Yesterday this blog took issue with the claim, made by President Obama and others, that failure to raise the debt ceiling will raise interest rates that ordinary Americans pay for things like car loans, home loans, and credit cards. (See this post). Unfortunately, a story on CNN Money earlier today continues to repeat some of the unpersuasive arguments this blog rebutted yesterday. Among other things, this new story quotes market "experts" to support the claim that a downgrade in the credit rating of the United States will somehow cause lenders to raise the interest rates charged to Americans whose creditworthiness has not changed. To be more precise, the article repeats the claim that, despite a downgrade, lenders will still treat US debt as the safest investment in the credit markets and thus the rates on such debt as the "baseline" for other rates, even if there are other investments that present lower risks.
As I explained yesterday, this argument assumes that lenders are irrational and ignores the fact that less borrowing by the United States will reduce the demand for credit and thus lower the price of credit, namely, interest rates. Imagine, for instance, that the rating agencies downgraded US debt to a CCC+ rating, driving rates on Treasury Bonds to 25 percent. Would lenders really charge individuals and businesses with AAA credit ratings MORE than 25 percent? Of course not, and lenders who tried such an approach would quickly lose business to those who charged rates that reflected the creditworthiness of individual borrowers.

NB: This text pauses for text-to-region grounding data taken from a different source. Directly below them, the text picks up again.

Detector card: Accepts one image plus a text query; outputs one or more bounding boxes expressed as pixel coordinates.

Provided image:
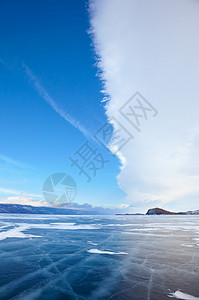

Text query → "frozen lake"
[0,214,199,300]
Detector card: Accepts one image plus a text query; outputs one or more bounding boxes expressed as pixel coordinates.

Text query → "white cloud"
[23,63,90,138]
[55,202,130,213]
[89,0,199,211]
[0,196,49,207]
[118,203,130,209]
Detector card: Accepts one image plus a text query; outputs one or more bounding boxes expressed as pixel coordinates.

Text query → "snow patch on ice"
[87,241,98,245]
[87,249,127,255]
[180,244,194,248]
[168,290,199,299]
[0,225,42,240]
[0,222,100,241]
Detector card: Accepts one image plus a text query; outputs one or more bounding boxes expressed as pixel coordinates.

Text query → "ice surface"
[0,214,199,299]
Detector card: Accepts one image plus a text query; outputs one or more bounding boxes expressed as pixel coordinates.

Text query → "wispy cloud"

However, it appears that reason is starting to prevail at CNN Money. Earlier today Chris Isidore weighed in on the question, in this article. Among other things, Isidore explains that failure to raise the debt ceiling could actually lower the interest rates on US Debt because less borrowing by the United States would reduce the supply of bonds, raise their price, and thus lower rates. (This is simply the flip side of the argument that less borrowing by the United States means less demand for credit and thus lower interest rates.) Isidore also argues that uncertainty created by the deadlock over the debt will actually cause investors to flock to Treasury Bonds, particularly insofar as the government will continue to raise sufficient revenue to pay the interest and principal on the debt, because such bonds are perceived as a sure bet. Finally, Isidore offers some modest evidence to support his argument, pointing out that the most recent auction of 7 year treasury notes produced a yield of 2.25 percent, the lowest on such notes since November. Of course, there are various determinants of such rates; low rates may simply signal that investors believe the economy and thus the demand for credit is weak. Still, such low yields seem inconsistent with an assertion that failure to break the debt ceiling deadlock by August 2 will produce an economic cataclysm.
Perhaps those who claim that the rate on US Debt is the benchmark for rates on private credit will now argue that the debt ceiling deadlock will REDUCE rates for private borrowing!!!